Lossless optimization is the gentle option. The tool strips redundant metadata, subsets embedded fonts so only the glyphs actually used are kept, and recompresses the internal stream data. Image quality is preserved exactly, and you typically save 10 to 20 percent.

Tips & Best Practices for PDF Compress

  • 1.Image content drives the compression ratio. A PDF full of high-resolution photographs has plenty of room to shrink, while a text-only document can typically only be trimmed by 10 to 30 percent at most.
  • 2.Pick a level that matches the destination. Email recipients want the smallest file that still looks acceptable, print houses want lossless or near-lossless quality, and web distribution sits comfortably in the middle.
  • 3.Keep an eye on text rendering at aggressive levels.
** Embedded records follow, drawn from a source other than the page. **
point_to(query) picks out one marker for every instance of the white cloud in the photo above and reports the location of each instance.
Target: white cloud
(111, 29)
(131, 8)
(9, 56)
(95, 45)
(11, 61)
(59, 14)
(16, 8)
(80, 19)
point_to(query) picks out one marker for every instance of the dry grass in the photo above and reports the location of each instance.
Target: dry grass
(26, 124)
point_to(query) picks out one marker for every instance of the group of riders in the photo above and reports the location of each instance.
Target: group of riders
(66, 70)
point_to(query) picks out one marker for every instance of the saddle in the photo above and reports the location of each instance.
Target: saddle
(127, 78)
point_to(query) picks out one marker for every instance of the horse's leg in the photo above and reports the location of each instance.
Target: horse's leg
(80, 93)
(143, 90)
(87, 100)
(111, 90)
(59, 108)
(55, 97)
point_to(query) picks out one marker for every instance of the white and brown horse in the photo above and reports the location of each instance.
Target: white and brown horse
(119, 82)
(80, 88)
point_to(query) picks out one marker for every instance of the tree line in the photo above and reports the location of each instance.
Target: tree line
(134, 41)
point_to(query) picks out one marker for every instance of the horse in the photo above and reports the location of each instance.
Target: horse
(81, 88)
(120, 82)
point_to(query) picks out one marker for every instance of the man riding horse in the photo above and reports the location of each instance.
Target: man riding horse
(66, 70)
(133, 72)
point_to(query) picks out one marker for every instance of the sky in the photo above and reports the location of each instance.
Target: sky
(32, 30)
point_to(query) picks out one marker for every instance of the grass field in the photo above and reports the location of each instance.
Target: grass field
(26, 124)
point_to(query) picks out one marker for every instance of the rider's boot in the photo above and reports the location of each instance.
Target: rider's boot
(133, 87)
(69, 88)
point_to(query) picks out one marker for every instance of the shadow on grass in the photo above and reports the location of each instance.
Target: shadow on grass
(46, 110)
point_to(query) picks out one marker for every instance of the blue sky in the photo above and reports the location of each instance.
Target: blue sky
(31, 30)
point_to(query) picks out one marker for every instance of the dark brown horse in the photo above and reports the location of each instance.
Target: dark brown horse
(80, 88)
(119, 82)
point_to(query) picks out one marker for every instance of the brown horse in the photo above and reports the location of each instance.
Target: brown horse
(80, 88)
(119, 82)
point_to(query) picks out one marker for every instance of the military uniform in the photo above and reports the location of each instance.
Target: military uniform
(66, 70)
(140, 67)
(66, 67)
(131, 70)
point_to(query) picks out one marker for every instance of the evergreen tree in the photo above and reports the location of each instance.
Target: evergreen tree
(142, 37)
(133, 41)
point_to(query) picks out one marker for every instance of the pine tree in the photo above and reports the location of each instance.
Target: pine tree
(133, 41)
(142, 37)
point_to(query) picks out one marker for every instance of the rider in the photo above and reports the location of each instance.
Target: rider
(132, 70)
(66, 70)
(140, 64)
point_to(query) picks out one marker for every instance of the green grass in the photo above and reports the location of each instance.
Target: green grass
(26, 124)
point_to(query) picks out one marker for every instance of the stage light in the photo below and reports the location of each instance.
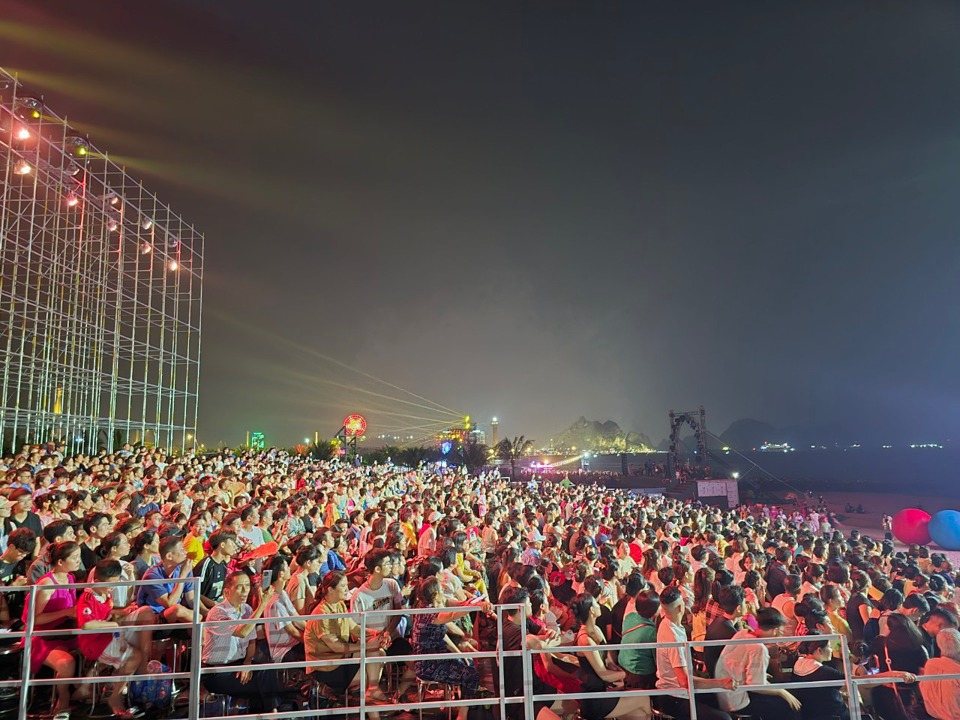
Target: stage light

Some compressors that re-encode the entire page can produce slightly fuzzy text, which is fine for screen viewing but a problem for anything text-heavy that needs to print well.
  • 4.Always start from the highest-quality original you have. Re-compressing a file that was already squeezed once introduces cumulative artifacts and rarely yields much additional savings.
  • 5.Some PDFs simply resist further compression. If a document was already saved with aggressive settings, expect modest results — there's no magic that recovers space from already-optimized data.
  • 6.Watch where the work happens. Cloud-based compressors upload the file, which is fine for marketing collateral but a problem for confidential documents. Browser-based tools using pdf-lib keep everything local.

Frequently Asked Questions

It depends almost entirely on what's inside. Image-heavy PDFs commonly drop 60 to 90 percent because images compress well. Text-only documents only see 10 to 30 percent because the text is already efficient. Files that were already aggressively compressed have little left to give. The tool reports the original and compressed sizes so you can see the actual savings.